Thomas appeared in 106 games for the now-Pelicans over three seasons, averaging 3.0 points and 2.3 rebounds in 12.4 minutes. When the team released him in November of 2013, he decided to pursue basketball in China for the Foshan Dralions.
“Of course you always miss (the NBA),” he said.
He was determined to make it back. Last September, the Oklahoma City Thunder signed Thomas. He averaged 5.1 points and 3.4 rebounds in 20.5 minutes over 22 games, including 13 starts, before being traded to the New York Knicks in January as part of the Dion Waiters-Iman Shumpert-J.R. Smith deal.
The changes weren’t done yet. The Knicks waived him two days later, only to re-sign him on a pair of 10-day contracts. The New Jersey native is now posting a career-high 9.3 points and 3.4 boards in 24.6 minutes in his latest stop close to home.
Teammate Quincy Acy, who competed against Thomas in the Elite 8, has seen growth since their college years.
“He brings his hard hat to work every day,” Acy said. “He mostly played the four in college and now he can guard the one through five. That’s a testament to his hard work. (His journey) says a lot about him, his perseverance and his will to get where he wants to go. Nobody can tell him what he can’t do.”

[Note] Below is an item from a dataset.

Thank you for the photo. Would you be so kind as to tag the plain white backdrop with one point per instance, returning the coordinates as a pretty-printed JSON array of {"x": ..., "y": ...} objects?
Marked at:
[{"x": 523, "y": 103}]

Thomas understands success in the NBA is a process. He has never been one to rush his progress and is willing to be patient, putting in the work necessary to stick in the league. Knicks guard Shane Larkin noted the extra time he spends at practice and describes his work ethic as “100 percent pedal to the metal.”

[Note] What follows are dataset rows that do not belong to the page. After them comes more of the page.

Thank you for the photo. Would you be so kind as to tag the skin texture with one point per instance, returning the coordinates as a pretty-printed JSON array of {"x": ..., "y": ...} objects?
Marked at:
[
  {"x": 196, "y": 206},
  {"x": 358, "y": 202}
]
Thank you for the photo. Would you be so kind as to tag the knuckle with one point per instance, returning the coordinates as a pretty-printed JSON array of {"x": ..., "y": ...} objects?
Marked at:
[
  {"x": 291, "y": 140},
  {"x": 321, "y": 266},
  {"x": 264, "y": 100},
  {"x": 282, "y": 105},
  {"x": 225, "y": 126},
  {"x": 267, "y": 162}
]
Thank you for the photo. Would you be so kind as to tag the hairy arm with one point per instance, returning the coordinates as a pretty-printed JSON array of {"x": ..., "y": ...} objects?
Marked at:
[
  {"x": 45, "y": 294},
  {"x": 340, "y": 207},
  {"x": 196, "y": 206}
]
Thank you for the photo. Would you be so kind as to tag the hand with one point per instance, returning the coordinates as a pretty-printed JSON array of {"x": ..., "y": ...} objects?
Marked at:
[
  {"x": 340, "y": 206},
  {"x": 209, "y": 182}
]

“I never expected anything; I’ve never been like that,” Thomas said. “I’ve always wanted to take the next guy’s head off if I’m competing against him. I think that’s what’s fueled me to continue to play this game. My competitive nature and drive has gotten me where I’m at.”
The memories of winning a national championship at Duke will always be special to Thomas. The sound of the final buzzer and downpour of confetti are still clear in his mind after journeys through the D-League, NBA and overseas. He wants to be remembered as a person who “worked his butt off, and on top of that he’s a winner.” If that means paying his dues over the past five years, he’s all in.
“I really have no regrets with how my career has turned out,” Thomas said. “It’s been unique, to say the least. Everything I’ve had or accomplished in life has never been laid out on the red carpet for me. I think all the things that have been thrown my way in regard to this game makes my story that much better.”